7 – There are great quotes in the books / movies:
“It is our choices that show what we truly are, far more than our abilities.”
“Of course it is happening inside your head, Harry, but why on earth should that mean that it is not real?”
“If you want to know what a man's like, take a good look at how he treats his inferiors, not his equals.”
“It was, he thought, the difference between being dragged into the arena to face a battle to the death and walking into the arena with your head held high.  Some people, perhaps, would say that there was little to choose between the two ways, but Dumbledore knew - and so do I, thought Harry, with a rush of fierce pride, and so did my parents - that there was all the difference in the world.”
“It does not do to dwell on dreams and forget to live.”  

8 – Harry Potter has moments that make you want to dance – when Fred and George escape Delores Umbridge; when Neville kills Nagini (taking care of a Horcrux AND getting back Gryffindor’s sword from Griphook all in one heroic moment); when Ron finally kisses Hermione…
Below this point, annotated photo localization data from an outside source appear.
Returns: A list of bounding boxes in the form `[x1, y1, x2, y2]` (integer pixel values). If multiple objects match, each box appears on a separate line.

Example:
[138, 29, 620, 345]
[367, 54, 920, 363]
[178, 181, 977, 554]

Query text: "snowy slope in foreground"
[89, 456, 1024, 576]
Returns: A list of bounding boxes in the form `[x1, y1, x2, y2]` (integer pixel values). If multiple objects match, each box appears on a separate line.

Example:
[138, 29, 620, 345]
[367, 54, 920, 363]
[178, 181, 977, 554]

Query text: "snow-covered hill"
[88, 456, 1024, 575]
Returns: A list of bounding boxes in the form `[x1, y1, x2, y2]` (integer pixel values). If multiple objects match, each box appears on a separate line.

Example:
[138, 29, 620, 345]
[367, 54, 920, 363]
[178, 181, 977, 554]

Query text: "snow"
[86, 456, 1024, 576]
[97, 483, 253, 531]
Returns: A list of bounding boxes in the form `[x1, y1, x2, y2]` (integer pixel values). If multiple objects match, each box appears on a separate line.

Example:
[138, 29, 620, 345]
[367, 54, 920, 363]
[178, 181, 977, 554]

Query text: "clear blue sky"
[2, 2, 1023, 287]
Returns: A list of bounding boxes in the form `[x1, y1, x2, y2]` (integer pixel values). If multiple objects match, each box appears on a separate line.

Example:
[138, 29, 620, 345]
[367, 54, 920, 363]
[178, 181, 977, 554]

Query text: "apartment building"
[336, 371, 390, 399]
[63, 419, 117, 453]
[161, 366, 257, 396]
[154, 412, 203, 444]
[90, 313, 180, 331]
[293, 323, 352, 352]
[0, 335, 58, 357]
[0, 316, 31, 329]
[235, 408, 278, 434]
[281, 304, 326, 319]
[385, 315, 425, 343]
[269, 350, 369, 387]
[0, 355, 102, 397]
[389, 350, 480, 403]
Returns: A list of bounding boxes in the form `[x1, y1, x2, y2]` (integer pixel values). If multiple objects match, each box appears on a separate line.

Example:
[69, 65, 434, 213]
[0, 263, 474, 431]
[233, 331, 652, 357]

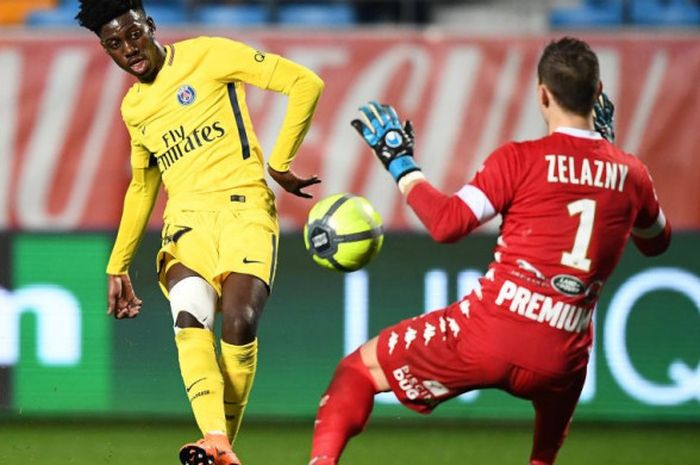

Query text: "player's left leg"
[309, 337, 389, 465]
[215, 205, 278, 447]
[218, 272, 269, 445]
[528, 369, 586, 465]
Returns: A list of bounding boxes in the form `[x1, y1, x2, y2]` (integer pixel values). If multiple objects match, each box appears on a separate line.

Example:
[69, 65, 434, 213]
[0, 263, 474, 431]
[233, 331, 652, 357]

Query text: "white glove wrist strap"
[398, 171, 426, 195]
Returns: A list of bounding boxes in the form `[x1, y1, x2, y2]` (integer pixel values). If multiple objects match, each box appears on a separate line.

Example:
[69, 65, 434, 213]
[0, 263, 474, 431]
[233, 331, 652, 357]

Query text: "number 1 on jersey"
[561, 199, 596, 272]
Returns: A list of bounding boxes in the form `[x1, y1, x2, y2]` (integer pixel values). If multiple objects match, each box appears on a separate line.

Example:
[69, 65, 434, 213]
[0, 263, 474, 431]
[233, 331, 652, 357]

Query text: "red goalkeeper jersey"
[407, 127, 670, 375]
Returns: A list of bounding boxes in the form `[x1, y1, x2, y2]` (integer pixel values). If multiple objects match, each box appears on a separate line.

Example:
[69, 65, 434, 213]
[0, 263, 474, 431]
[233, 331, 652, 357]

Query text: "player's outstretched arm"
[630, 163, 672, 256]
[593, 91, 615, 143]
[264, 57, 325, 198]
[631, 212, 672, 256]
[407, 182, 482, 243]
[351, 101, 481, 242]
[267, 165, 320, 199]
[350, 100, 423, 193]
[105, 165, 161, 317]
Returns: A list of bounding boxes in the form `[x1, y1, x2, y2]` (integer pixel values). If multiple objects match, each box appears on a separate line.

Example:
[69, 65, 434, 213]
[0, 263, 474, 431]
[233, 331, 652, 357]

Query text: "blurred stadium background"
[1, 0, 699, 463]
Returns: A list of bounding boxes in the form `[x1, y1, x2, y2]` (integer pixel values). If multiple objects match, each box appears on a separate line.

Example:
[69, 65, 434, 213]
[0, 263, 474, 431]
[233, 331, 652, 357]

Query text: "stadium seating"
[549, 0, 700, 28]
[25, 0, 191, 27]
[21, 0, 700, 29]
[145, 0, 188, 4]
[549, 0, 626, 28]
[630, 0, 700, 26]
[140, 5, 189, 26]
[195, 4, 270, 27]
[25, 5, 77, 27]
[277, 3, 356, 27]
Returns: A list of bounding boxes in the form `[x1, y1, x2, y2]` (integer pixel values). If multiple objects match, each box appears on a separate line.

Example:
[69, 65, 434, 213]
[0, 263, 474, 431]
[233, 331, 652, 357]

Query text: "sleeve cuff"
[632, 209, 667, 239]
[398, 171, 426, 194]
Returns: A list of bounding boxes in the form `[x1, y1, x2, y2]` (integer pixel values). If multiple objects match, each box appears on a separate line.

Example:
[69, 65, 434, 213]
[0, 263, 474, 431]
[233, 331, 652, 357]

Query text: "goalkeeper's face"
[99, 10, 163, 83]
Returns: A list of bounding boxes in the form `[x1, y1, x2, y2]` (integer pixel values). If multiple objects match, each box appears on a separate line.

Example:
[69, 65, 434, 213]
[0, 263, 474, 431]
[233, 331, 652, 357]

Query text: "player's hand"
[107, 274, 142, 319]
[351, 101, 420, 182]
[593, 92, 615, 143]
[267, 166, 321, 199]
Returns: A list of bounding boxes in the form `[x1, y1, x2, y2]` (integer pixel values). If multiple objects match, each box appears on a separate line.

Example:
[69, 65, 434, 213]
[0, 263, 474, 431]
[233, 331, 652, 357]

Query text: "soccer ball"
[304, 193, 384, 272]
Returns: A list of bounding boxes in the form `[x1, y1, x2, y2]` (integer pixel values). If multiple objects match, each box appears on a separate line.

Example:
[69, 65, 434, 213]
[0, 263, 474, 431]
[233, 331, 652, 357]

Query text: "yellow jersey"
[107, 36, 324, 274]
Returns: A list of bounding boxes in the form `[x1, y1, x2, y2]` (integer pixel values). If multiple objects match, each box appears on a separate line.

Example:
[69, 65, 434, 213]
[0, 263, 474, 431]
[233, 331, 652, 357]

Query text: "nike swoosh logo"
[186, 377, 206, 393]
[243, 257, 263, 264]
[163, 226, 192, 245]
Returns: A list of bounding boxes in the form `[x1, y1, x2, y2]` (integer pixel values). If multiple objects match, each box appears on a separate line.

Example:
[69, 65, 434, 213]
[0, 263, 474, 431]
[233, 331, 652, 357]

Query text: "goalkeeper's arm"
[631, 207, 672, 257]
[406, 181, 481, 243]
[351, 100, 480, 243]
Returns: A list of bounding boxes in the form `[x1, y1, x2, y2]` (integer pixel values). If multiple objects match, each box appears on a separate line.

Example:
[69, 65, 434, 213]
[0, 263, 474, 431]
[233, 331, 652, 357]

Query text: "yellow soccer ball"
[304, 193, 384, 272]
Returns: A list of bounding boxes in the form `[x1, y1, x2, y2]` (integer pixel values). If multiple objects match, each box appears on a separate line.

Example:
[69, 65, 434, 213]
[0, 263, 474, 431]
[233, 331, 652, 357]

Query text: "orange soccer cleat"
[179, 433, 241, 465]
9 – The Harry Potter books are not “Christian” as our society has come to think of “Christian,” but the worldview presented is undeniably Christocentric. It is an epic story of good versus evil, in which the main character ultimately must die in order to get rid of the evil. Then he comes back to life and whips evil’s butt (doing so without even using the Avada Kedavra curse – score one for non-violent resistance, sort of.)  

Here are some other Biblically aligned ideas / themes:
-         Having faith and persevering even when you don’t understand the reasons or what exactly is going on.
-         Loving someone means you are willing to die for them.
-         Resisting the temptation of power.


Here are a couple of paragraphs from the article:

On the other hand, John Granger, author of Finding God in Harry Potter, argues that the books speak to something deep in the human heart. "All humans naturally resonate with stories that reflect the greatest story ever told, the story of God who became man," he writes. He believes that the Harry Potter novels "touch our hearts because they contain themes, imagery and engaging stories that reflect the Great Story we are wired to receive and respond to." Granger maintains that Rowling is following in the footsteps of authors such as C. S. Lewis in using magical themes to point up archetypal human experiences that relate closely to salvation history as understood by Christians.

Indeed, Rowling, who describes herself as believing in God (though with a faith more akin to Graham Greene’s than Lewis’s), has stated on several occasions that Lewis’s fantasy stories were a major influence in her life and that to this day she is incapable of being in a room with a Narnia book and not picking it up to read. Certainly her books can be seen as attempting to carry religious, and specifically Christian, ideas past the "watchful dragons" that Lewis wrote about in his own reflection on the role of magic and fairy tales.

In a seemingly post-Christian era, there is an urgent need to articulate the basic themes of the Christian mystery in ways that are fresh and original, yet faithful to the truth of the gospel. Since the publication of Deathly Hallows Rowling has actually spoken about the Christian theme of the books, saying that to her the religious parallels have "always been obvious. But I never wanted to talk too openly about it because I thought it might show people who just wanted the story where we were going."

G. K. Chesterton wrote about this issue in his essay "Magic and Fantasy in Fiction." He speaks of the net of St. Peter and the snare of Satan, each of which represents a different kind of magic in which one can become enmeshed. "I am convinced," he wrote, "that every deep or delicate treatment of the magical theme, from the lightest jingle of Peacock Pie … to the most profound shaking of the phenomenal world … will always be found to imply an indirect relation to the ancient blessing and cursing; and it is almost as vital that it should be moral as that it should not be moralizing."

Anyhoo, I just had to take a few moments to express my excitement about the opening of the movie tonight, and how else would I do that other than basically writing a paper, complete with sources and citations…??